Thursday, November 20, 2014

Malumun habercisi

Uzunca bir dinginlik, yorgunluk ve insanın zamanının çoğuna tecavüz eden "çalışma" hayatından sonra bir iki kelime.

Bisiklet turu için yazacaklarım hala beklemekte. Bir hafta sonra başlıyor olacağım (evet, geyiğine plaza dilinde yazdım). Şaka değil-her saniyesini hatırlıyorum ve fazlası da var. Eskisi gibi duygusal şeyler yazmıyorum, yok frezyalar falan.. o derinliği kaybettim belki. (belki tüm bu ünlem işaretleri birer baloncukmuş). İşte, sadece çalışma hayatın bitince.

Ama içimde bazı hoşnutluklar kendini göstermiyor değil. Müzik fevkalade birşey. Avantgarde jazz ile yıllar önce tanışmamdan beri pek bir uzağa gidemedim. Eski sevgililerim beni nerede bulacağını hala iyi bilir (çoğu benle ayrıldıktan sonra oraya gitmekten korkuyor-çünkü ben adam yerim).

Sorunlar var, güzellikler var. Bugün bana on dakika boyunca negatif şeylerden bahseden birisine cetvel teorisinden bahsettim. Yıllar öncesindeydi, staj yaparken Süha bey (ismini şimdi hatırladım) bana hayata nasıl zoraki pozitif bakacağını anlatmıştı.

"Bak koçum, şimdi yaşın kaç, 22? bu cetveli al. Ortalama bir insan şu kadar yaşıyor. Yaşını orantıla. Gördün mü nerede olduğunu? Ona göre.. O zaman bile ürkütücü idi.

Sonra ben seneleri bir yerlerde harcarken gündelik konularla ilgilenmemeyi çok geç öğrendim. Göktürk'ten Ataşehir'e, Atakent'ten Bostancı'ya İstanbul'da sabahlamadığım ev kalmadı. Ve ben, otuzuna yaklaşınca hatırladım bugün cetvel teorisini.

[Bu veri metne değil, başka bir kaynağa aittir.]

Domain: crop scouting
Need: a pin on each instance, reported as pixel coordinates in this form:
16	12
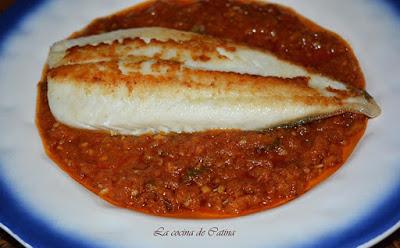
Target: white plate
43	207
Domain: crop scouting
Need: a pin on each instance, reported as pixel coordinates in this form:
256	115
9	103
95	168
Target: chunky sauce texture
216	173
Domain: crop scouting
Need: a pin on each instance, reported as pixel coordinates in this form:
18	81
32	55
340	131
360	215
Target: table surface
6	241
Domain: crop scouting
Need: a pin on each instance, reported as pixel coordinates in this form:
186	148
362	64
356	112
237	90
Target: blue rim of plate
35	232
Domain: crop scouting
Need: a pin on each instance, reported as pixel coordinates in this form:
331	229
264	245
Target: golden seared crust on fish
173	81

Sorunlar var, güzellikler var. Ben güzellikleri seçtim. Onlar için kilometreler, günler önemli değil, harcadım. boş bir yıl geçireceğime dolu bir gün geçireyim. Müziği ucuz bir evde iyi bir peynir yiyeceğime, peynirsiz  Schlippenbach dinleyeyim.